Tes has invited us to meet various made-up inspirational figures in recent months. “Meet the head who’s leaving because of Ofsted”, “Meet the scared NQT making a difference”, “Meet the supply teacher being ignored” and so on. 

This is all very well, but I have to report that former PE man Alan “Meat” Meatworth is thoroughly hacked off that nobody here has thought to write about him yet. It’s time to meet “Meat”. 

An introduction to “Meat” needs none of the disclaimers surrounding all those other depictions. “Meat” is absolutely a real person. Or rather he was. 

He’s that immense, unsmiling teacher with the muscular frame squeezed into a blazer, who is always standing at the end of the back row in thousands of old-style sports-team photos. (Unlike today, back then there was never any doubt that Meat should be included in the picture.) 

The muscular PE man

Meat has been out of the teaching game for some time now. More’s the pity. 

There were various stories about high-level personal sporting achievements in his youth - rugby league for Wakefield Trinity under-18s, Leeds United youth team, county-level cricket - before the chronic knee injury. 

And before anyone waves the “stereotyping” card, I offer you Meat’s own response to that: “Stereotype? ‘Course I’m a bloody stereotype!” Those who knew secondary schools between about 1950 and 2000 will understand where we are here. 

Meat’s behaviour management (not a term he would ever use) was based on the sound assumption that students would generally have a primeval fear of someone so rippling and relentlessly direct in his approach.

Meat would have little time for recent research suggesting that the best way to elicit good behaviour was through “praise”.

Praise was not Meat’s style at all. I once overheard him addressing one of his potentially more awkward new tutees on the first day of the school year. (Meat would, for obvious reasons, be allocated more than his fair share of the difficult kids.) “Hello, Alfie. I’m your form tutor. Know what that means? It means it’s my job to make your life miserable.”
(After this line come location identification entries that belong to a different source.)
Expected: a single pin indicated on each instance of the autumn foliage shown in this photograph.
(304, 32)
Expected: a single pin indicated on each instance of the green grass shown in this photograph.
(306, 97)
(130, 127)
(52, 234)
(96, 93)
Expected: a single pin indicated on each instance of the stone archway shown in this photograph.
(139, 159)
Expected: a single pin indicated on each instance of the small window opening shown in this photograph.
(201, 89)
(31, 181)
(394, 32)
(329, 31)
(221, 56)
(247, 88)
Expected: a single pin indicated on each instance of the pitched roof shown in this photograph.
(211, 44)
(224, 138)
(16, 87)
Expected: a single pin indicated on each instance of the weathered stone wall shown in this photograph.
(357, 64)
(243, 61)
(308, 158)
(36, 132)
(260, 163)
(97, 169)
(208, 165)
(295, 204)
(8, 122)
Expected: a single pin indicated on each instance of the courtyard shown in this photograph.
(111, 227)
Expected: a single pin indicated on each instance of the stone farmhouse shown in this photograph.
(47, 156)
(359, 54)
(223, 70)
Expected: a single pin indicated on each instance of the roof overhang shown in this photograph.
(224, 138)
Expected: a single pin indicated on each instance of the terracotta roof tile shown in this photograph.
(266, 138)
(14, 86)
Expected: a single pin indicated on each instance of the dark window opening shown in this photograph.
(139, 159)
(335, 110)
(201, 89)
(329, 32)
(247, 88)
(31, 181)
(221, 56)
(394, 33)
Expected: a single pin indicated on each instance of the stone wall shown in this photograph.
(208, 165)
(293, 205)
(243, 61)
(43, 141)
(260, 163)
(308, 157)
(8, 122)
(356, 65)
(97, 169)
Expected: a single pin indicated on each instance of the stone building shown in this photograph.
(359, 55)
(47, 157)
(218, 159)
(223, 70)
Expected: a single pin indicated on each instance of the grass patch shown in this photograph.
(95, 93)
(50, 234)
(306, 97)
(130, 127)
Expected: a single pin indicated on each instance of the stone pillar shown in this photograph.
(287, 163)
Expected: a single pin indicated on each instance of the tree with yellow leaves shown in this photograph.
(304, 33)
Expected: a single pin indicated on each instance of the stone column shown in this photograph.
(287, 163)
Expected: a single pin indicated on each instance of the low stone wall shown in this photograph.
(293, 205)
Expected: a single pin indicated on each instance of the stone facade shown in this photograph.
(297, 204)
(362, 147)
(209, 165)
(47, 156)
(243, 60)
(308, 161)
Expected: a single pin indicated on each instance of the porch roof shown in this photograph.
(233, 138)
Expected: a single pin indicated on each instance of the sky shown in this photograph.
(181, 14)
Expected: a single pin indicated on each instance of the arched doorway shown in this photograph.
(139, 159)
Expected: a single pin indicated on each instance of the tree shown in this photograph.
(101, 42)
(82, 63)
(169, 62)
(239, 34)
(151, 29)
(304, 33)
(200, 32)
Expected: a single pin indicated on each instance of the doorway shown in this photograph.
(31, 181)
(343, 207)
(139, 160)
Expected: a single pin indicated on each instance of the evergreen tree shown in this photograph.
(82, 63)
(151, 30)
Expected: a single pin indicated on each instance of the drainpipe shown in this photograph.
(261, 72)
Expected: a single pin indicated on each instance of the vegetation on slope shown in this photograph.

Observation or objectification? 

Meat was an open admirer of women (“the ladies”), though some of his casual remarks began to shock colleagues as schools and attitudes moved into the 21st century

Disclosing to colleagues that a particular member of staff had “nice legs” was no longer deemed acceptable, even if he merely meant it as a simple honest, complimentary observation rather than “objectification”. 

He had often been told that he had nice legs himself. His view was that he didn’t personally feel at all “objectified” by that. So why should anyone else?

Nonetheless, in his latter years Meat learned to shut up about such things, even if he never quite understood why.

It is tempting for us today to shake our heads knowingly at the likes of Meat, yet how many of us (at least in secondary schools) quietly yearn for there to be a few easy enforcers like him around still? 

It’s not that discipline is worse today than it used to be; it just seems to take up more of our time. 

Meat’s mere arrival on a scene would either stop things escalating or rapidly resolve a problem, without his ever laying a finger on anyone throughout his entire career. Perhaps we miss such people more than we can say? 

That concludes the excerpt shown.